When you have four players, and four factions that have to be learned, I think it’s information overload. Anyone can listen to you explain the base gameplay and one faction. Most people have the patience and especially curiosity for a second faction. The third can get iffy and you’ll invariably have people starting to get antsy wanting to play already, and starting to lose track of what the first faction did. A fourth is, I feel, a faction too far.
Furthermore, the fourth faction in Root is a weird one. Root supports up to six players when you add the expansion, but I don’t think it’s because it was designed that way so much as because there are that many factions that were designed. If that makes sense. When you buy the base set, you get four factions, so, sure, naturally you might think four players. But the rules encourage you to mix and match among all the factions, and not necessarily to think of it as each faction needing to be present in each game (like, for instance, the COIN series, which Root resembles).
But anyway, yes, you get four factions in the base set. The regular factions for a starting three-player game are 1) cats, 2) birds, and 3) an alliance of mice, foxes, and rabbits. They’re each basically playing a territory control game against each other, and each is more complex than the last. But if you start with a four-player game, you’re adding in the fourth faction, which is a lone raccoon running around doing his own thing, with no interest or ability to play the territory control game. And there’s no incentive to attack the little guy because a) a player can’t get territory from him, and b) a player doesn’t earn VPs from him like when he attacks other factions, which is one of the ways Root encourages conflict among players. The raccoon opts out of this part of the design. So in a four player game, he’s going to be off doing his own thing, underfoot but most likely unchecked, and he’ll probably win because players won’t know the meta-game for how to deal with the raccoon. Instead, there will be a point when suddenly everyone realizes, oh, the raccoon is going to win and there’s nothing we can do to stop him. They didn’t realize that they had to stop him earlier.
Of course, if you have the expansion and you really want to throw a new player into a four-player game, you can leave out the raccoon and add the lizards or otters instead (tip: add the otters!). But you still have the problem of information overload.
Now I’m not saying Root won’t be a perfectly fine time for four new players, and it’s dynamic and fascinating enough that anyone who appreciates boardgame design won’t mind being unable to track everything going on because there are four factions. But I think the best way to get a new player to appreciate it – and more importantly understand it, which is a prerequisite for fully appreciating it – is to make sure he or she plays two games, one right after the other, controlling a different faction each time. With three players, the games will be shorter and therefore it will be easier to get two games played.
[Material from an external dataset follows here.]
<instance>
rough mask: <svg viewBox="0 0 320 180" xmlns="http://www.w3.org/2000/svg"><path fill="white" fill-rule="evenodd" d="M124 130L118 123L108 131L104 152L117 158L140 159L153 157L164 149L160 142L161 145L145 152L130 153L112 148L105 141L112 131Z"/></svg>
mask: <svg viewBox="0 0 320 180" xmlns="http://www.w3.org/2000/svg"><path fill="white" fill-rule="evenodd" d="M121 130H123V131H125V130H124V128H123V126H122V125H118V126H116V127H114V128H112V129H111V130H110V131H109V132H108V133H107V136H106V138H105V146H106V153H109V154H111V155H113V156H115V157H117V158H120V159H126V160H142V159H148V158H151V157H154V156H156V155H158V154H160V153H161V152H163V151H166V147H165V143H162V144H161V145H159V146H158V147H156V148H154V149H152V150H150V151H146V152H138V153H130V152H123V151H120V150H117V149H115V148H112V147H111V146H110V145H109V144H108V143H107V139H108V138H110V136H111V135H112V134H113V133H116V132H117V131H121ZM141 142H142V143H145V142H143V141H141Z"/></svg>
And a new player will get to see two-thirds of what you’ve taught, getting a sense for two of the factions from both inside and outside.
Of course, this will vary by group. But for most of the folks I play with, I strongly feel the best way to show them the game is with exactly three players. In fact, I feel strongly enough about it that I’ve opted to sit out when I’m a fourth player. But once you’ve gotten someone past a two-game learning session with three players, by all means, add in a fourth player!